Tapi hal yang baru ditemukan di lapangan, lanjut Barus, anak muda (kaum milineal) yang menjalankan usaha restoran malahan sangat taat pajak, tidak ada merasa keberatan diwajibkan mengeluarkan 10% dari produk yang dijualnya. “Ada restoran penjual bakso membayar pajak Rp150 juta per bulan, mereka bayar,” terangnya.

Budaya taat membayar PBB, kata Barus, juga masih rendah, ada sekitar 216 ribu persil tanah wajib membayar PBB tiap tahun, tapi yang membayar hanya sekitar 39% setiap tahunnya. “Jadi kita perlu kampanye sadar pajak besar-besaran,” katanya.

Disebutkan Barus,  rasio PAD Samarinda terhadap PDRB sesama kota di Indonesia, Samarinda pada angka 0,68%, atau berada diurutan keenam setelah kota Bandung, Jakarta, Bogor, Bandung, dan Surabaya. “Rasio yang dicapai itu cukup bagus karena penduduk Samarinda masih dibawah satu juta jiwa,” ungkapnya.

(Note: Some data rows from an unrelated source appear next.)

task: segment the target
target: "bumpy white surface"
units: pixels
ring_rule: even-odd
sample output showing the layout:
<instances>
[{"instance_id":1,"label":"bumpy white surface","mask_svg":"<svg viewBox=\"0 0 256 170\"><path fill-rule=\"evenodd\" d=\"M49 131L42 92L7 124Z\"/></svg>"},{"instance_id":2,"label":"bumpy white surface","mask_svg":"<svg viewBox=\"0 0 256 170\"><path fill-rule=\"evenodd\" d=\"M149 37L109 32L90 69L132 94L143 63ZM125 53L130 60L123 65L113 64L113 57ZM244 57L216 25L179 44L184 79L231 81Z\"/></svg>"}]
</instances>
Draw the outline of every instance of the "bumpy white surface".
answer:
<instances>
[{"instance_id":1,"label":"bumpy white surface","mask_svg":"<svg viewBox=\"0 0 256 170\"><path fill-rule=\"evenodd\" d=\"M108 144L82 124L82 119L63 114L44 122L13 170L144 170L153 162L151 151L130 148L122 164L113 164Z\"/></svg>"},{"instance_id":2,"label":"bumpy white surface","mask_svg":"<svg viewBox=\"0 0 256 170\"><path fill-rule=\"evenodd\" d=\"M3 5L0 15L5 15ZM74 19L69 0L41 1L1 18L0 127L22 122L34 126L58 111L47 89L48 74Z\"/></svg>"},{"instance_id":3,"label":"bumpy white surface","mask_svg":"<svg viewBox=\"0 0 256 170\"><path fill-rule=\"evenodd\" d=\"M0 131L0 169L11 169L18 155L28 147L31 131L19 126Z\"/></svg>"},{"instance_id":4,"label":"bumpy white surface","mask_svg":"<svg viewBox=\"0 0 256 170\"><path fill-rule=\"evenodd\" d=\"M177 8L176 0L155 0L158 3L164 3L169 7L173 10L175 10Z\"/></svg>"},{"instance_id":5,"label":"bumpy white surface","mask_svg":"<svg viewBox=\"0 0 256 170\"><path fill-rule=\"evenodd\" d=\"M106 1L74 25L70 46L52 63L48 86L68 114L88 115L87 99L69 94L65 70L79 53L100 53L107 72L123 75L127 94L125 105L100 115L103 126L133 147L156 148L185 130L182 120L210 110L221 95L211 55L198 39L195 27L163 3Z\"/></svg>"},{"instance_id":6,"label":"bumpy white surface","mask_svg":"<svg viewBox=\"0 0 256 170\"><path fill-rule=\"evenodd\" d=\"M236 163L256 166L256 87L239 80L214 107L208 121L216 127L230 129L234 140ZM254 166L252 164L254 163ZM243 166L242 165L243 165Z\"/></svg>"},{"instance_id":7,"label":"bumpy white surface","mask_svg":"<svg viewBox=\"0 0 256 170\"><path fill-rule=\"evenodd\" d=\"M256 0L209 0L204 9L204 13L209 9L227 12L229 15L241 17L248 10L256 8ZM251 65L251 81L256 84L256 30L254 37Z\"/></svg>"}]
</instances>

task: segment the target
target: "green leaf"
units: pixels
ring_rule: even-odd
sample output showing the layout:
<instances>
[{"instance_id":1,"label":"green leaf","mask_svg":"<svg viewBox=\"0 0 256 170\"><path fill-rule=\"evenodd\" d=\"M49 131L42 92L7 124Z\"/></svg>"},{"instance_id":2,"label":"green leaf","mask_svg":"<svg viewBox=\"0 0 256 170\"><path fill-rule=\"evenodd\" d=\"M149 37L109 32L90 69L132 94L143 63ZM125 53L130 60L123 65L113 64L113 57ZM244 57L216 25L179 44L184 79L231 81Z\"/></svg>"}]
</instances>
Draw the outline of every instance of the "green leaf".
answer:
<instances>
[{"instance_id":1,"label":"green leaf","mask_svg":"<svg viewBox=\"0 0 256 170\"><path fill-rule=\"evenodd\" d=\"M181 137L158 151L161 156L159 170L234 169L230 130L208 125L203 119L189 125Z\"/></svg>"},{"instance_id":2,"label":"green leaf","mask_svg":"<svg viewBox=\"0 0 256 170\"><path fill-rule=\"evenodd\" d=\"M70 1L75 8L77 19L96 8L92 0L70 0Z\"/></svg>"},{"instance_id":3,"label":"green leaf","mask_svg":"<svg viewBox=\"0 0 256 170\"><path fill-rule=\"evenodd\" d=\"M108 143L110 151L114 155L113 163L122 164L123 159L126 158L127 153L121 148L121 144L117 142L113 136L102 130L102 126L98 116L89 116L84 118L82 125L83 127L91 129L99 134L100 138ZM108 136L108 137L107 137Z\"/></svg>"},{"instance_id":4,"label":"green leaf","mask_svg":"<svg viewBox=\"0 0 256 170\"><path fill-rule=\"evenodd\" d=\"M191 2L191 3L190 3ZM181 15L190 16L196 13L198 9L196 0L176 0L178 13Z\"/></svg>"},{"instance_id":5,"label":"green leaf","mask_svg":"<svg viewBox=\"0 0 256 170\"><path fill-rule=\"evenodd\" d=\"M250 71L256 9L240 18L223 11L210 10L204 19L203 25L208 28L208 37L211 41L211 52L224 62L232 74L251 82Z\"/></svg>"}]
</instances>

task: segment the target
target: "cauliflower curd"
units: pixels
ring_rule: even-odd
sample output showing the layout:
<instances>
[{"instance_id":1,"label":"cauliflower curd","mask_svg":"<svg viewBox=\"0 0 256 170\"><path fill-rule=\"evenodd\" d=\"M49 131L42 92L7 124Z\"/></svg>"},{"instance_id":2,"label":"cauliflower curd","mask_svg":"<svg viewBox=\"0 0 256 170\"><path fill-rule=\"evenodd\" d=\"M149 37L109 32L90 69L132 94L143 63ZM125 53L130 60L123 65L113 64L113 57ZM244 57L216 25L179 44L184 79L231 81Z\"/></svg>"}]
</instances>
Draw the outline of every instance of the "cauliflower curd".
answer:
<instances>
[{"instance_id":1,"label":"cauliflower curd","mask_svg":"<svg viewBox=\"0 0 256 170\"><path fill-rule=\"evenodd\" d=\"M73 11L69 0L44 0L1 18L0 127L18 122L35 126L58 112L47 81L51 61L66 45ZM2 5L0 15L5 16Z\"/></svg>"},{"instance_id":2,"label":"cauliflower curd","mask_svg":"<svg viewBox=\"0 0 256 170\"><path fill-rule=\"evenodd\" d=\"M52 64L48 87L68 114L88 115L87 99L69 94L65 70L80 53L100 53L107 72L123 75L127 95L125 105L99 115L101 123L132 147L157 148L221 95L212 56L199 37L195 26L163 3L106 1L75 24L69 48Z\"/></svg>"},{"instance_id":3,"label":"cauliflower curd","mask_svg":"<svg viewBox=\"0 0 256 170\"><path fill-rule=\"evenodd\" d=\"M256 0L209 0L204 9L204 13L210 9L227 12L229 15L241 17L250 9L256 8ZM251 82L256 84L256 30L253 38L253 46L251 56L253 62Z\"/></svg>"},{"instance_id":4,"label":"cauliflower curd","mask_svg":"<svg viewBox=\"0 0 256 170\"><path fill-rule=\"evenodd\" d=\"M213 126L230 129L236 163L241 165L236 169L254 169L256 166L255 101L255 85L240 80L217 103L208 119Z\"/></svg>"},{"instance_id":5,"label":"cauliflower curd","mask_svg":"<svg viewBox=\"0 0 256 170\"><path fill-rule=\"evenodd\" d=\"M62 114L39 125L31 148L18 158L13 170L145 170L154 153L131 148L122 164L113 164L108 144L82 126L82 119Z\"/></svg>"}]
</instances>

PAD Samarinda Rp519 miliar dibandingkan pendapatan transfer dan dana perimbangan sebesar Rp1,252 triliun, rasionya pada angka 41,49 persen. “Masih tergolong dalam kelompok rendah,” kata Barus. “Meski demikian, potensi yang belum tergarap masih cukup besar. Untuk lebih maksimal lagi perlu kampanye sadar pajak besar-besaran dan dukungan teknologi,” tambahnya.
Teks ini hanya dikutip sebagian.